A key element is the Google-run Android Market, which lets third-party developers offer add-on programs and games that you can download wirelessly to the G1. For now, downloads are free, but eventually some may cost money.
There weren't that many programs available when I tested the G1 - I counted about three dozen applications and 10 games, a fraction of what Apple's iPhone App Store contains - but more should come soon. And while Apple has been slowly approving iPhone applications and rejecting some that compete with its own programs, the Android Market is more open to developers.
I liked a few applications, especially the "Barcode Scanner" that uses the G1's 3-megapixel camera to read the UPC barcodes on things like product boxes and book jackets and then links you to related Web searches. It's pretty nifty if you want to know more about a novel or check prices online.

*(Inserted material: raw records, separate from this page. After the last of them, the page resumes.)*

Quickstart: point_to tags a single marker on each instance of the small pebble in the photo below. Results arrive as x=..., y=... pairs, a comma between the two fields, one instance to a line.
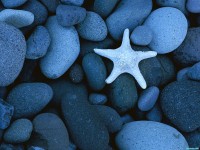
x=70, y=15
x=141, y=35
x=148, y=98
x=6, y=113
x=97, y=99
x=19, y=131
x=93, y=27
x=38, y=43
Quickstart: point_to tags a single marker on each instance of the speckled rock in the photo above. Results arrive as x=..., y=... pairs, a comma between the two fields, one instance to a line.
x=93, y=27
x=17, y=18
x=140, y=135
x=104, y=7
x=12, y=50
x=165, y=23
x=63, y=50
x=128, y=14
x=180, y=102
x=19, y=131
x=29, y=98
x=70, y=15
x=95, y=71
x=50, y=129
x=189, y=52
x=38, y=43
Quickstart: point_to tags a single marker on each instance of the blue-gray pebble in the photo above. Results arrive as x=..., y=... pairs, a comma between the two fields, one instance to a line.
x=92, y=28
x=19, y=131
x=148, y=98
x=38, y=43
x=95, y=71
x=70, y=15
x=12, y=50
x=128, y=14
x=29, y=98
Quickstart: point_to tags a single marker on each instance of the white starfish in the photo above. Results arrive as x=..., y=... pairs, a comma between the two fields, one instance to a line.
x=126, y=60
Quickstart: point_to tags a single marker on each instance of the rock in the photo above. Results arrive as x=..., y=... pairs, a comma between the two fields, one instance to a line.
x=148, y=98
x=141, y=35
x=182, y=74
x=93, y=27
x=193, y=6
x=83, y=121
x=29, y=98
x=180, y=102
x=17, y=18
x=110, y=117
x=104, y=7
x=51, y=129
x=19, y=131
x=63, y=50
x=194, y=72
x=122, y=93
x=72, y=2
x=140, y=135
x=189, y=52
x=97, y=99
x=128, y=14
x=70, y=15
x=13, y=4
x=76, y=73
x=165, y=23
x=38, y=43
x=12, y=50
x=6, y=113
x=51, y=5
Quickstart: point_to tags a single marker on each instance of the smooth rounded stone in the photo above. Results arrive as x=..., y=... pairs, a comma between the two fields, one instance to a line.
x=76, y=73
x=13, y=4
x=169, y=27
x=19, y=131
x=17, y=18
x=142, y=135
x=180, y=4
x=154, y=114
x=193, y=6
x=193, y=139
x=63, y=50
x=83, y=121
x=92, y=28
x=97, y=99
x=6, y=113
x=95, y=71
x=141, y=35
x=194, y=72
x=128, y=14
x=182, y=74
x=89, y=46
x=189, y=52
x=180, y=102
x=51, y=5
x=70, y=15
x=122, y=93
x=12, y=50
x=50, y=129
x=110, y=117
x=148, y=98
x=38, y=43
x=29, y=98
x=104, y=7
x=73, y=2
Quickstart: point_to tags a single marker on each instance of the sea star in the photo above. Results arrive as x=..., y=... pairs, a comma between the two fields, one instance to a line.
x=126, y=60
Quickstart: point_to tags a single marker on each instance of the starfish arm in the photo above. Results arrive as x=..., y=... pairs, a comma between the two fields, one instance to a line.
x=139, y=77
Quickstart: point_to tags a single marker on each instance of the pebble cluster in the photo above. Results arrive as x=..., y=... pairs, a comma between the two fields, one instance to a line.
x=53, y=89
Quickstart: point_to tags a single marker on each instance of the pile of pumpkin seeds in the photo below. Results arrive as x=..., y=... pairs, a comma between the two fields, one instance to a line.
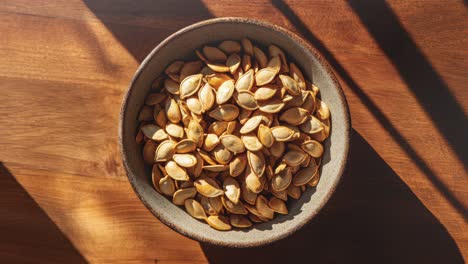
x=232, y=135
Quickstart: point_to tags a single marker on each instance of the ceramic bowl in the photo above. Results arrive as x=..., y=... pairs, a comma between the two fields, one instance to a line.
x=181, y=45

Some applications take advantage of the G1's GPS capabilities, like one called "Ecorio" that tracks your trips and computes your carbon footprint.
The G1 also connects to Amazon.com Inc.'s online MP3 store, which was easy to browse and offered quick downloads of songs free of copy protection. Take note, though, that as with the iPhone you'll need Wi-Fi access rather than just 3G cellular connectivity to download songs wirelessly.
The phone's built-in support for YouTube may appeal to video fans, but it was underwhelming to me. Even though Google owns YouTube, the clips I watched on the Google phone looked poorer than they tend to on a desktop computer.
Unfortunately, video and song playback is hampered by a major hardware shortcoming: the G1 eschews a standard headphone jack in favor of an included but uncomfortable earbud headset, which plugs into the mini USB port that is also used to charge the phone. This poses several problems, as you can't use your favorite headphones without an adapter and it's impossible to charge the G1 while listening to music or watching videos, unless you want to use the included speaker.
I thought I might be able to circumvent this problem by using a stereo Bluetooth headset, but, alas, the G1 only supports non-stereo Bluetooth headsets.
True smart phone greatness can take time, and I'm willing to cut Google a little slack. After all, the first iPhone wowed, but it was not without issues and missing features. The second version was better, and yet still there is plenty of room for improvement.
So I'm optimistic the G1 will improve soon, partly through its over-the-air software updates and additions to the Android Market. Google's search engine was not the first of its kind, either. And we all know how that worked out.